Pee-Wee Boxer si guardò intorno nel cantiere, disgustato. Il capo era uno stronzo, gli operai un branco di falliti. E, peggio di tutti, il coglione alla guida del Cat non sapeva nemmeno come cominciare a manovrare uno scavatore idraulico. Forse c’erano di mezzo i sindacati, forse era amico di qualcuno. In ogni caso, da come guidava il macchinario sembrava che quello fosse il suo primo giorno al Queens Vo-Tech. Boxer rimase fermo a guardare, le robuste braccia incrociate, mentre lo scavatore addentava il cumulo di mattoni del vecchio edificio. La pala si piegò, si fermò all’improvviso tra uno di stantuffi e ripartì, oscillando. Cristo, ma dove trovavano quei buffoni?
Sentì uno scalpiccio alle proprie spalle e si voltò verso il capocantiere, che gli si stava avvicinando, il volto coperto di strato di polvere e sudore. “Boxer! Hai comprato i biglietti per lo spettacolo, o che?”
I muscoli si tesero sulle braccia massicce. Boxer finse di non sentire. Era l’unico in tutto il cantiere a intendersene di costruzioni ed era per questo che gli altri ce l’avevano con lui. A lui non importava. Preferiva stare da solo.
Sentì lo scavatore vibrare mentre attaccava il solido, vecchio muro di pietra.

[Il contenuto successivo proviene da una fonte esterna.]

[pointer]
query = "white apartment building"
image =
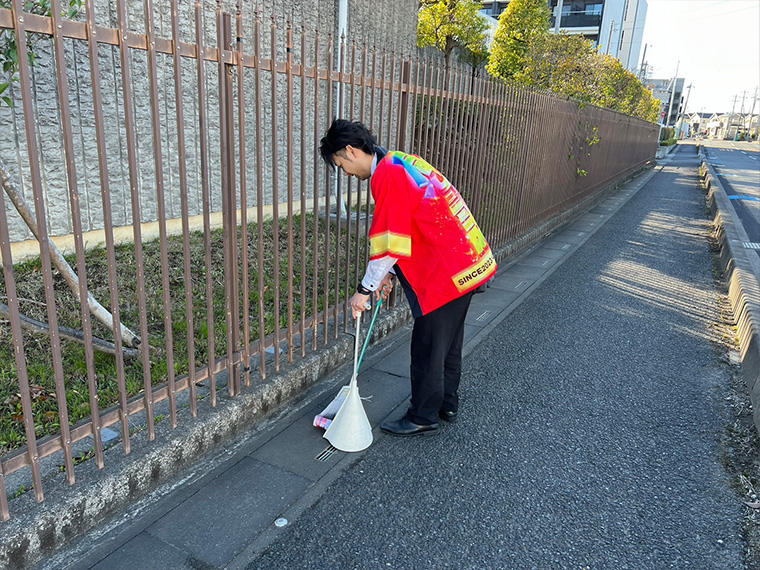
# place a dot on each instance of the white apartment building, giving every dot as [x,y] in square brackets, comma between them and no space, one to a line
[614,26]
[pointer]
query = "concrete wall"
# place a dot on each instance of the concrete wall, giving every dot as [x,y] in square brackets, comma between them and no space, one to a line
[391,25]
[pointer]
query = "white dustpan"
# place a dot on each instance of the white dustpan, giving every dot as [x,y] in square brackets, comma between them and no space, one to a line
[350,429]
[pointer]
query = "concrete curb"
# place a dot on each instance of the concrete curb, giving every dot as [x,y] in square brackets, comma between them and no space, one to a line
[741,271]
[36,531]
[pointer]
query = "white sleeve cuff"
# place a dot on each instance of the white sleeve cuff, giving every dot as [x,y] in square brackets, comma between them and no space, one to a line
[376,271]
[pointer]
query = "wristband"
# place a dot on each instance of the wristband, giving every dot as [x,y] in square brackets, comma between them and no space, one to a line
[362,289]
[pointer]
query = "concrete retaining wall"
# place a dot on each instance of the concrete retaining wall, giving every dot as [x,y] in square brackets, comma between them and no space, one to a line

Stavano venendo alla luce gli strati inferiori di edifici precedenti, messi a nudo come una ferita aperta: di sopra asfalto e cemento, di sotto mattoni, pietrisco, altri mattoni. E ancora sotto, terra. Occorreva scavare in profondità, se si voleva che le fondazioni del grattacielo si piantassero bene nel suolo. Boxer guardò oltre la recinzioni: fuori dal cantieri, le tipiche case in arenaria del Lower East Side se ne stavano rigidamente in fila sotto la luce brillante del pomeriggio. Alcune erano state ristrutturate da poco, altre lo sarebbero state presto, trasformando l’area in una zona residenziali di lusso.